By Agness Joslyn Kaufman    

In 1917, because of a growing demand for more college work, the general degree of Bachelor of Science was added to the Engineering and Home Economics degrees. Then the evening session courses were offered on the college level, the Academy was discontinued, and the Institute emerged from World War I as a four-year college on the lists of the North Central Association.

Probably the most outstanding feature of Lewis Institute was the administration under the leadership of Director Carman, who was generally acclaimed one of the leading educators of his day, and who remained at the helm for forty years. It was his custom to register and consult with each student personally in the day school, and with as many as he could in the evening school. He lived for the Institute, and after the death of his wife in 1916 he made it his day and night work, seven days a week and he had no other interests. It is said that he did the most outstanding piece of personnel work that has ever been accomplished in an American college. The tenure of the faculty who served under him was long, for the men and women who taught at Lewis believed in the purpose of the school and were willing to devote their lives to teaching at the Institute.

That the Institute served the purpose for which it was founded can scarcely be doubted. During the first ten years of its existence, the attendance in the day and evening sessions amounted to about 10,000 individuals.

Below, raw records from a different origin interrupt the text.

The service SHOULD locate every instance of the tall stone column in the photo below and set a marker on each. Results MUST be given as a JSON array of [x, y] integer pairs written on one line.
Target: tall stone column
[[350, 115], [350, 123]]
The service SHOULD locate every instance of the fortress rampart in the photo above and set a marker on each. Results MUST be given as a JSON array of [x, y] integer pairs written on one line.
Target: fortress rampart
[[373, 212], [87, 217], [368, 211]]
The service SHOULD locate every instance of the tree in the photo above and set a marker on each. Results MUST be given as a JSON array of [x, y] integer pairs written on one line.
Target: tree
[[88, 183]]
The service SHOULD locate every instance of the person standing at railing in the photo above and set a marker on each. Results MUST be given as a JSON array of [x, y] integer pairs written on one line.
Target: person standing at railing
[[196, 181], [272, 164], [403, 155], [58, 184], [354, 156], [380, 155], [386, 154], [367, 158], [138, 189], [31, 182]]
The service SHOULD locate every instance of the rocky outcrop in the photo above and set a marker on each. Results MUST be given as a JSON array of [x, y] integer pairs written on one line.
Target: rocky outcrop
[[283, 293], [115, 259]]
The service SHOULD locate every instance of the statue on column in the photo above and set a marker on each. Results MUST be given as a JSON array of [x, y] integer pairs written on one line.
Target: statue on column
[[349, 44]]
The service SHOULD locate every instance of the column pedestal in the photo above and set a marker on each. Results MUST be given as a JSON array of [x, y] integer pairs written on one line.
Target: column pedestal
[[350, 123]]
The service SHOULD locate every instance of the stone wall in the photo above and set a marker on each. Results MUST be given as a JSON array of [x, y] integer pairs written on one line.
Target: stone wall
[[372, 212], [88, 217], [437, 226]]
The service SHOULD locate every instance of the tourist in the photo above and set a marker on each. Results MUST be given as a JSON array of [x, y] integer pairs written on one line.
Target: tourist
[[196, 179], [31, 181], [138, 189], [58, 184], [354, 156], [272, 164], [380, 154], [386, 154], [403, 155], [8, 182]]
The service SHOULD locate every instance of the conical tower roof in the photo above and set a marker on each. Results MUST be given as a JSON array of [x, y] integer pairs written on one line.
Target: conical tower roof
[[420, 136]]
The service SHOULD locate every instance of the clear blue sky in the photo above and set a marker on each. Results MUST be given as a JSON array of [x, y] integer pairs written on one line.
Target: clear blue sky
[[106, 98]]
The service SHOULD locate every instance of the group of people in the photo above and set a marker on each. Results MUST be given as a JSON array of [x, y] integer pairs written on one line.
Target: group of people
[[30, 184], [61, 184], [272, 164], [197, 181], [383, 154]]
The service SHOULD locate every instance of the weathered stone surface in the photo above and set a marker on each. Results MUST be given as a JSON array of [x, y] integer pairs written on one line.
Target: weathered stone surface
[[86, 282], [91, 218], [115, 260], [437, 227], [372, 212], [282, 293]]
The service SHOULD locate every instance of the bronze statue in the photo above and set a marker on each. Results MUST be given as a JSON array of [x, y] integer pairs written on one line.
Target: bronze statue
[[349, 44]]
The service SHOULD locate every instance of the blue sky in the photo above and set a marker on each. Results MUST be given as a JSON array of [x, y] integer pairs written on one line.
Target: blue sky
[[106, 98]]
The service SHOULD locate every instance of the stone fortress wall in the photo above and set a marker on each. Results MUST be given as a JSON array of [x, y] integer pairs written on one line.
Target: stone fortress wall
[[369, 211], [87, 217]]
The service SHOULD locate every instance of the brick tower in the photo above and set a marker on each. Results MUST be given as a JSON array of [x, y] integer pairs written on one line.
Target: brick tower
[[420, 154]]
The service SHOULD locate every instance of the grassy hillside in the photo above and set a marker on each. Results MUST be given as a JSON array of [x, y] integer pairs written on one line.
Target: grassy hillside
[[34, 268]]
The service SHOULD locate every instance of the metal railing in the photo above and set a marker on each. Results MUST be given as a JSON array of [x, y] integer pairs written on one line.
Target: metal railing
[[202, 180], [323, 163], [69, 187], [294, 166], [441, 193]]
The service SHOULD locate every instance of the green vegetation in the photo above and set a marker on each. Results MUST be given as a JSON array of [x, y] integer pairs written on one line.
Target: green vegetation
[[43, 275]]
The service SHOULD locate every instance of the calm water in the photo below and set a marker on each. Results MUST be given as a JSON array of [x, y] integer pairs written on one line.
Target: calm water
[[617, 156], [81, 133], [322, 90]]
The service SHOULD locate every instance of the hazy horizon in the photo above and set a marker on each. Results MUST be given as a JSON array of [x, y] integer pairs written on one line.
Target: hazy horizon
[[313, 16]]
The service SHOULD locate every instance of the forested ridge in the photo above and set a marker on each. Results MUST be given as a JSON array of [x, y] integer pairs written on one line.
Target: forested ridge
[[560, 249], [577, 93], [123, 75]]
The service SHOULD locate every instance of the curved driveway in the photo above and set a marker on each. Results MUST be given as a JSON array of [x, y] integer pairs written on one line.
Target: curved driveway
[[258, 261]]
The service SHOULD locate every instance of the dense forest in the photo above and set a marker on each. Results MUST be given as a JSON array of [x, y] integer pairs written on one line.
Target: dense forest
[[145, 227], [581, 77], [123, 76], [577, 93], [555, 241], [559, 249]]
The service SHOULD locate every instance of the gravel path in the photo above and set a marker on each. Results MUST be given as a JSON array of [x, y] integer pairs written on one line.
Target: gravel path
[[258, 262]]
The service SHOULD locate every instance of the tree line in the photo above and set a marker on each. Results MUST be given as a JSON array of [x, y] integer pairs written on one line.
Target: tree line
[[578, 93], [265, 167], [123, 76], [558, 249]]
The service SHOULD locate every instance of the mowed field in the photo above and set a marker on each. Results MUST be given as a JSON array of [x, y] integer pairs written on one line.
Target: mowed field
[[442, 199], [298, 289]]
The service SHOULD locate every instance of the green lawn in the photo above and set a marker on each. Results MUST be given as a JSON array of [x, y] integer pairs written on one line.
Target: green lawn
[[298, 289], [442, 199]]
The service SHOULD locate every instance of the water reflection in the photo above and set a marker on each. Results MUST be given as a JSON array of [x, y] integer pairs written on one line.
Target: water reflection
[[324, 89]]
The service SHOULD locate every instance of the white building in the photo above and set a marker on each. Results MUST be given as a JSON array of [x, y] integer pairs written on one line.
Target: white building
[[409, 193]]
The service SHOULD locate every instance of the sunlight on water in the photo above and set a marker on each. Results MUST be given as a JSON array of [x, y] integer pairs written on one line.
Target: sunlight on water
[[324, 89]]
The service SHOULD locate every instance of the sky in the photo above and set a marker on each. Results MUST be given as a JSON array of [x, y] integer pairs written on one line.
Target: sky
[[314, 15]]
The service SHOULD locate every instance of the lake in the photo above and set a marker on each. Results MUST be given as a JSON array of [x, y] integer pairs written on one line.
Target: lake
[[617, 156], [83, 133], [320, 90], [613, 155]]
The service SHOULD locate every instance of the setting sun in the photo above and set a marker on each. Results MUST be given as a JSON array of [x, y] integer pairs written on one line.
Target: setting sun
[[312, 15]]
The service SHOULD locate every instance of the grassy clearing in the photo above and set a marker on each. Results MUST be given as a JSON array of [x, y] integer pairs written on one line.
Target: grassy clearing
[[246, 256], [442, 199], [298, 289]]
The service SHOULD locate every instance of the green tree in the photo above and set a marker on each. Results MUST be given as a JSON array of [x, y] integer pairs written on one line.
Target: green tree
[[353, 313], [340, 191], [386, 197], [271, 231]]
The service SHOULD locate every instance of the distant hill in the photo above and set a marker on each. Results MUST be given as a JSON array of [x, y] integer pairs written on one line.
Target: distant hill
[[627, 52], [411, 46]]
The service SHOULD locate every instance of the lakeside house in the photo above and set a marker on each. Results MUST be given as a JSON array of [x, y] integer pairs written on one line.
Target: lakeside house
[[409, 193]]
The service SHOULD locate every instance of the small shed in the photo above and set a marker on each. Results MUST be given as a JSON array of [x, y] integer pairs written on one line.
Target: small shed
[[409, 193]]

From that time on, as the desire for education grew among young people, the numbers mounted rapidly, and in 1940 more than 100,000 students had attended the Institute from one term to twenty years - a record made by a student in the evening session.

I cannot conclude without this observation - I have never known anyone who had a real and honorable part in this educational venture known as Lewis Institute, either as a student or as a member of the faculty or of the basement staff who did not gain something fine from the contact, or who did not contribute something in the way of loyalty or devotion that was beyond price.